RLS in Children.
RLS in Children has become an issue of immense importance in child health care,although we cannot be sure as to the exact percentage of RLS child sufferers, there have been several localised studies. A study at the Mayo Sleep Disorder Center showed that prevalence of this disorder in children 18 years or younger to be 5.9%. It has been shown that between 38% and 45% of adults started having symptoms before they were 20 years of age. Children with RLS can be mistakenly labeled as hyperactive or just fidgety as children can become restless anyway when in cramped and restrictive situations. Children’s RLS symptoms are resolved with motor movements such as walking and running and other leg movements. Child sufferers can only stop their symptoms for a very short time. Childhood RLS symptoms can be reduced as can for example growing pains by sensations of hot and cold.
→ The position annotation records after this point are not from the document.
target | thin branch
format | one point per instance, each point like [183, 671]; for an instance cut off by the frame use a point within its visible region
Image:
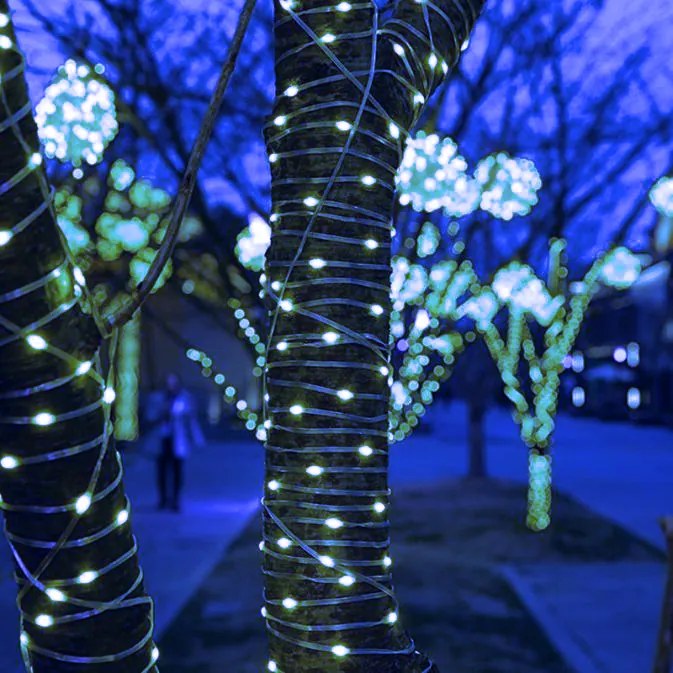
[184, 195]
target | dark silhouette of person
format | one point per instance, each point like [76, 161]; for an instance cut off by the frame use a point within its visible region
[180, 432]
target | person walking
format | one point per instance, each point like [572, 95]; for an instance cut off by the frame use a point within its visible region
[180, 431]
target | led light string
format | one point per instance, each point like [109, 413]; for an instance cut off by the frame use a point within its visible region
[341, 399]
[88, 551]
[618, 268]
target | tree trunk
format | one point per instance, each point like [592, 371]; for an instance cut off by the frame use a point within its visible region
[82, 600]
[349, 88]
[476, 439]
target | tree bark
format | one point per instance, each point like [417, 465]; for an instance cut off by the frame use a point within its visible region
[476, 439]
[81, 594]
[349, 87]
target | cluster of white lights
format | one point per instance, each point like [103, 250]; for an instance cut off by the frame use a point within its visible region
[77, 118]
[301, 478]
[76, 121]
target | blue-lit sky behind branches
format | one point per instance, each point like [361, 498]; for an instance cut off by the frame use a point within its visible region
[582, 87]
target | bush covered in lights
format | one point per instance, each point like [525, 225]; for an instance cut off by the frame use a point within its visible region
[77, 118]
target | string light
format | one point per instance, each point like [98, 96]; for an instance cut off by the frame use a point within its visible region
[338, 352]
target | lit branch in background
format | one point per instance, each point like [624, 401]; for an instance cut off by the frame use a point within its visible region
[128, 375]
[81, 595]
[661, 196]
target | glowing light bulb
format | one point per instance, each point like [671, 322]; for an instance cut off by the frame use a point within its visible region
[37, 342]
[84, 368]
[56, 595]
[9, 462]
[87, 577]
[340, 651]
[44, 418]
[83, 503]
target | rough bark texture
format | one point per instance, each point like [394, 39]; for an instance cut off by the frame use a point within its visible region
[320, 262]
[39, 295]
[476, 440]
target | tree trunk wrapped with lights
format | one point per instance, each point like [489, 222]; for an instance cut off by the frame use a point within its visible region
[82, 600]
[351, 83]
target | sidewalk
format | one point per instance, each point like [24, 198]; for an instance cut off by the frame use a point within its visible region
[603, 617]
[622, 471]
[605, 612]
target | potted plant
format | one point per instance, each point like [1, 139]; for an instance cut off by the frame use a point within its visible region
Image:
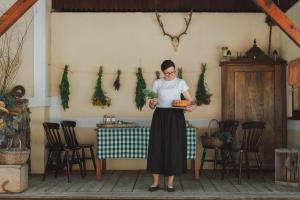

Childhood diagnosis of RLS is therefore very difficult. Again there is a problem in the description of symptoms– children tend just to say they are experiencing pain but this is a very general term and if the child complains too much of pain it is unlikely to be RLS. If movement resolves the said pain then the problem is likely to be RLS and also if disrupted sleep is reported. The diagnosis can easily be confused with SDB or sleep disordered breathing. Interestingly children with a diagnosis of ADDH or Attention Deficit Disorder or aggressive behaviour often have symptoms of RLS or PLMS.